The next two days are busy for me, but I'll plan on taking another look on Friday.

ryanvolz commented 4 years ago

I found some questionable integer typing in the C code that I could imagine impacting 32-bit builds. Is that what you are using with the Pi? Are there any warnings when you build that might shed some light? I made some corrections in #19 that could help if that was indeed the issue, but I'm not confident that is actually the problem.

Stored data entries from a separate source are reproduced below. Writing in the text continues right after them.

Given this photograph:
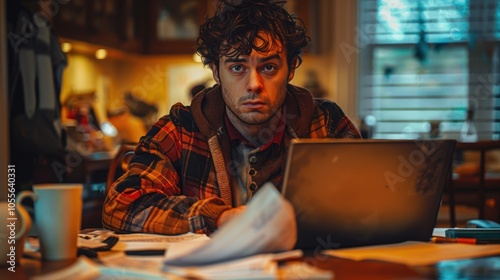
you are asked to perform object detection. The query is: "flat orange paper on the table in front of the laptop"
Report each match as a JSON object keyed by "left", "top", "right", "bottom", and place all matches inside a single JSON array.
[{"left": 322, "top": 241, "right": 500, "bottom": 266}]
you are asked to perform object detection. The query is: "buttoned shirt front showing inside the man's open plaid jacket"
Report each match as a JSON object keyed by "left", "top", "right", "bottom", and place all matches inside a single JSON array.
[{"left": 224, "top": 110, "right": 286, "bottom": 206}]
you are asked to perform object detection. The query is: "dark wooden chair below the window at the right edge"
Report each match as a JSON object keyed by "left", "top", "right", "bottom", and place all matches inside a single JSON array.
[{"left": 445, "top": 140, "right": 500, "bottom": 227}]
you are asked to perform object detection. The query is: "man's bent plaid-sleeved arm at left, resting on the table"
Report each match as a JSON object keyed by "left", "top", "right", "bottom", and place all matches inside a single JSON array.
[{"left": 103, "top": 115, "right": 231, "bottom": 234}]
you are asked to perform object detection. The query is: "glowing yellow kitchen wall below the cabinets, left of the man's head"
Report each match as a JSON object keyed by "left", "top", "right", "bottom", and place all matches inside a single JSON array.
[{"left": 61, "top": 50, "right": 208, "bottom": 119}]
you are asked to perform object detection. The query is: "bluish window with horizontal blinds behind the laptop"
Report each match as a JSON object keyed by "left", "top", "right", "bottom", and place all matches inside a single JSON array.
[{"left": 358, "top": 0, "right": 500, "bottom": 139}]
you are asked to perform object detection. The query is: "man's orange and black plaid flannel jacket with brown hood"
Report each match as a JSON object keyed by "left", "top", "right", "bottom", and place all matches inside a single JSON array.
[{"left": 103, "top": 85, "right": 361, "bottom": 234}]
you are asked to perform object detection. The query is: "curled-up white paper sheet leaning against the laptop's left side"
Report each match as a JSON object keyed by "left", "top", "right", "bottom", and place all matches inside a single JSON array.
[{"left": 165, "top": 183, "right": 297, "bottom": 266}]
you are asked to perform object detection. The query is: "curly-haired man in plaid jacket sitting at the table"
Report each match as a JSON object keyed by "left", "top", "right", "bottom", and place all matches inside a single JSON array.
[{"left": 103, "top": 0, "right": 360, "bottom": 234}]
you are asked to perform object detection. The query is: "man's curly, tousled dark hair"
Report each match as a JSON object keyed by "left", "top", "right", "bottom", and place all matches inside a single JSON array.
[{"left": 196, "top": 0, "right": 310, "bottom": 68}]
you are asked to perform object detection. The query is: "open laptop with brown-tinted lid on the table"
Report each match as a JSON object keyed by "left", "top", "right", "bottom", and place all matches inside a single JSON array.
[{"left": 282, "top": 139, "right": 456, "bottom": 249}]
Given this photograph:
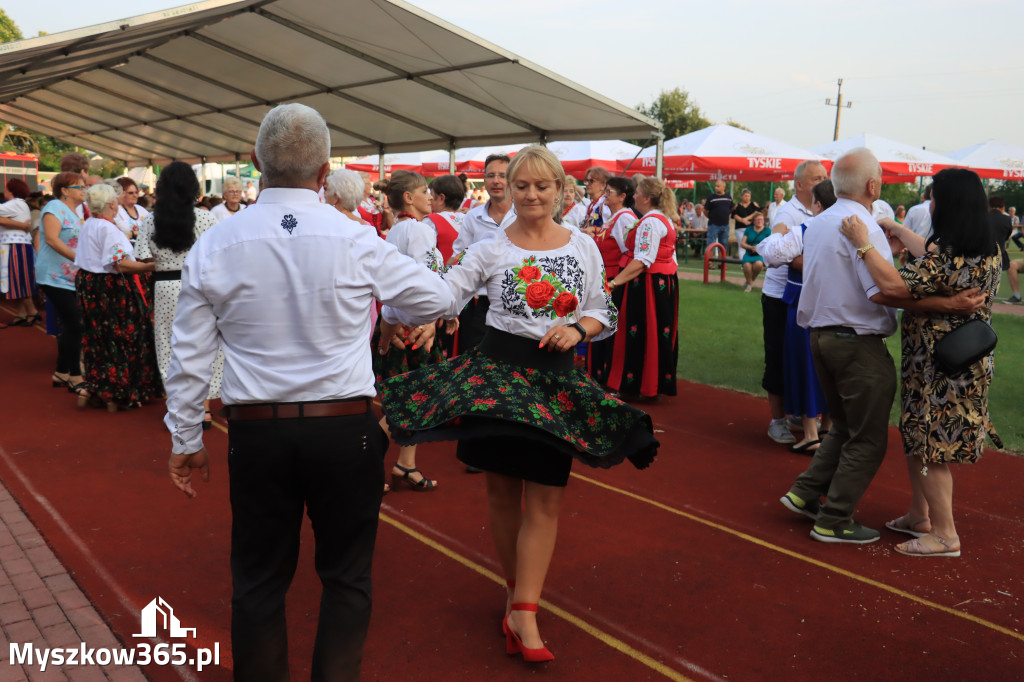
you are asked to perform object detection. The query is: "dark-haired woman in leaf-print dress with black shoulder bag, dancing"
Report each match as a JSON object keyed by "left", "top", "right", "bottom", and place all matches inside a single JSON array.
[{"left": 842, "top": 168, "right": 1002, "bottom": 557}]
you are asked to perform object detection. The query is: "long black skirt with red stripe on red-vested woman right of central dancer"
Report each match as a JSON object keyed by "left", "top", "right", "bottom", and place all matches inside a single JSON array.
[{"left": 607, "top": 272, "right": 679, "bottom": 397}]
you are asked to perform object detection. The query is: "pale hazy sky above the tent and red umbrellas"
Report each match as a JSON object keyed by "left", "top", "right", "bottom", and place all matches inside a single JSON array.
[{"left": 8, "top": 0, "right": 1024, "bottom": 154}]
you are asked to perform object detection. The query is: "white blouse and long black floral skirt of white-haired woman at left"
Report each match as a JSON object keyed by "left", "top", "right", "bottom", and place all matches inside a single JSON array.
[{"left": 75, "top": 216, "right": 164, "bottom": 406}]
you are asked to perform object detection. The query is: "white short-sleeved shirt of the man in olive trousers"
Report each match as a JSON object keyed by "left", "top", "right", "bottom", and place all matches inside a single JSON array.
[{"left": 797, "top": 199, "right": 896, "bottom": 336}]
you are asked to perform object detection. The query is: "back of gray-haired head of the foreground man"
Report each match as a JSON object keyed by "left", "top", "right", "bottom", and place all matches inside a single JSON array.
[{"left": 256, "top": 102, "right": 331, "bottom": 187}]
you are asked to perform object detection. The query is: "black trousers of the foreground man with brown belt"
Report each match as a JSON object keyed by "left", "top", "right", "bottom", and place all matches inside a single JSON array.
[{"left": 227, "top": 414, "right": 388, "bottom": 682}]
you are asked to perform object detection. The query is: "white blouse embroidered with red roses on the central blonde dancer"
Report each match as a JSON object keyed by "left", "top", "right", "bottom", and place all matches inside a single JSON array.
[{"left": 381, "top": 229, "right": 617, "bottom": 341}]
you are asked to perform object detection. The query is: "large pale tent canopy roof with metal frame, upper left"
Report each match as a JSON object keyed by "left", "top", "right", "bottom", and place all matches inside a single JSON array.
[{"left": 0, "top": 0, "right": 658, "bottom": 164}]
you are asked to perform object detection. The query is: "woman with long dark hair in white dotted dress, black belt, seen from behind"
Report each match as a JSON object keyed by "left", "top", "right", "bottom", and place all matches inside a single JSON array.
[{"left": 135, "top": 161, "right": 224, "bottom": 428}]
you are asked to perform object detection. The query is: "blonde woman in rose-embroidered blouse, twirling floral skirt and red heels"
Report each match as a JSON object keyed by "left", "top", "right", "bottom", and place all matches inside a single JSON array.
[{"left": 380, "top": 146, "right": 657, "bottom": 662}]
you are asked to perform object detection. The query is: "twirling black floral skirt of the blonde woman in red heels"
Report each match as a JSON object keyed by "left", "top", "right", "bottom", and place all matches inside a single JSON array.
[{"left": 378, "top": 328, "right": 658, "bottom": 485}]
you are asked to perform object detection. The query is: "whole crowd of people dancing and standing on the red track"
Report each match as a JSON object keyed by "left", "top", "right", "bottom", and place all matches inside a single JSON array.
[{"left": 0, "top": 104, "right": 1017, "bottom": 680}]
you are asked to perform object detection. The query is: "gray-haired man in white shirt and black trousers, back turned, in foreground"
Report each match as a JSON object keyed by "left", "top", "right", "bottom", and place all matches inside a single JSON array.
[{"left": 164, "top": 103, "right": 454, "bottom": 680}]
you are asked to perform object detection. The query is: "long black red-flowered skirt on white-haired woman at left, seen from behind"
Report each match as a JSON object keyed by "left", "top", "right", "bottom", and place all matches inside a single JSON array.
[{"left": 75, "top": 269, "right": 164, "bottom": 407}]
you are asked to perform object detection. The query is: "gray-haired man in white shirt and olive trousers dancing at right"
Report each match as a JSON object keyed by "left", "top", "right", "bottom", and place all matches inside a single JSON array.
[{"left": 779, "top": 148, "right": 984, "bottom": 545}]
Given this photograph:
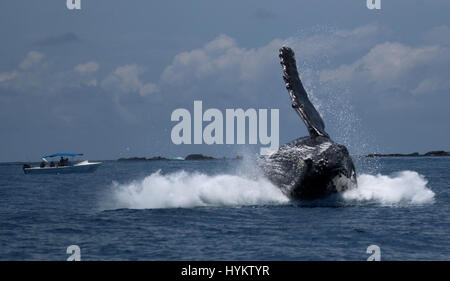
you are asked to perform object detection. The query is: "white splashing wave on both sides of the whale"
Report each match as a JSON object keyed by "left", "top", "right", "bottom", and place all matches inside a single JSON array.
[{"left": 103, "top": 171, "right": 435, "bottom": 209}]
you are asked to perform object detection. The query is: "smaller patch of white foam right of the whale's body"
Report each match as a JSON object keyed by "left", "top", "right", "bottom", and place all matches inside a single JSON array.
[{"left": 342, "top": 171, "right": 435, "bottom": 205}]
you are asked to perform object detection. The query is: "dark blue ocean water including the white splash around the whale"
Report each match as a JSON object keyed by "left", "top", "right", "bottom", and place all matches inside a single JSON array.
[{"left": 0, "top": 157, "right": 450, "bottom": 260}]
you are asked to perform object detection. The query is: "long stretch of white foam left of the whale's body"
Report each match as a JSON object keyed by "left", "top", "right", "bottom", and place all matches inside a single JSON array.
[{"left": 105, "top": 168, "right": 289, "bottom": 209}]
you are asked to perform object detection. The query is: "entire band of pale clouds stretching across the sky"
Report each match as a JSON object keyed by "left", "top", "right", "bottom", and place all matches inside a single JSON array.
[{"left": 0, "top": 24, "right": 450, "bottom": 114}]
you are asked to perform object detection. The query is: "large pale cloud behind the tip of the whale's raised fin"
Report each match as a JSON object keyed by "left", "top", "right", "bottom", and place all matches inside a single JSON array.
[{"left": 159, "top": 25, "right": 381, "bottom": 97}]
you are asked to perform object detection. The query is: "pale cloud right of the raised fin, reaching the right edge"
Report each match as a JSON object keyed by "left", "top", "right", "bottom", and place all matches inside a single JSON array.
[{"left": 320, "top": 42, "right": 450, "bottom": 95}]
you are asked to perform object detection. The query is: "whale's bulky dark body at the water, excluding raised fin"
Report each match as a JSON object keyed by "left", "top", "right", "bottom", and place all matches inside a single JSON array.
[{"left": 260, "top": 137, "right": 356, "bottom": 200}]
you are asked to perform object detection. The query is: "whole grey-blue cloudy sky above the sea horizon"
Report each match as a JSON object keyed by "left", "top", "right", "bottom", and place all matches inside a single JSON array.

The key bit that I can't figure out behavior-wise happens at https://github.com/MITHaystack/digital_rf/blob/master/python/gr_digital_rf/digital_rf_sink.py#L619-L621. The rf_block_write method should return the index of the next sample to be written and set it to self._next_rel_sample. One block of data is written before the error, so that value should be some positive value, e.g. 4096. But when the second chunk of data is written, we can see from your error message that self._next_rel_sample is still 0 but it should be 4096 according to the C code. So somehow that value is not getting returned and stored correctly back in Python-land. The fixes in #19 might help with getting that value back correctly into Python with 32-bit architectures. :crossed_fingers:

alexchartier commented 4 years ago

I think I got the same problem with a 64-bit laptop. I don't have the Pi or laptop setups to hand any more, but pretty sure it was the same behavior from stock Thor for me. When I get a N200/210 back I'll try with a new build.

ryanvolz commented 3 years ago

This should be fixed now, and the fix will appear in the soon-to-be-release 2.6.6 version.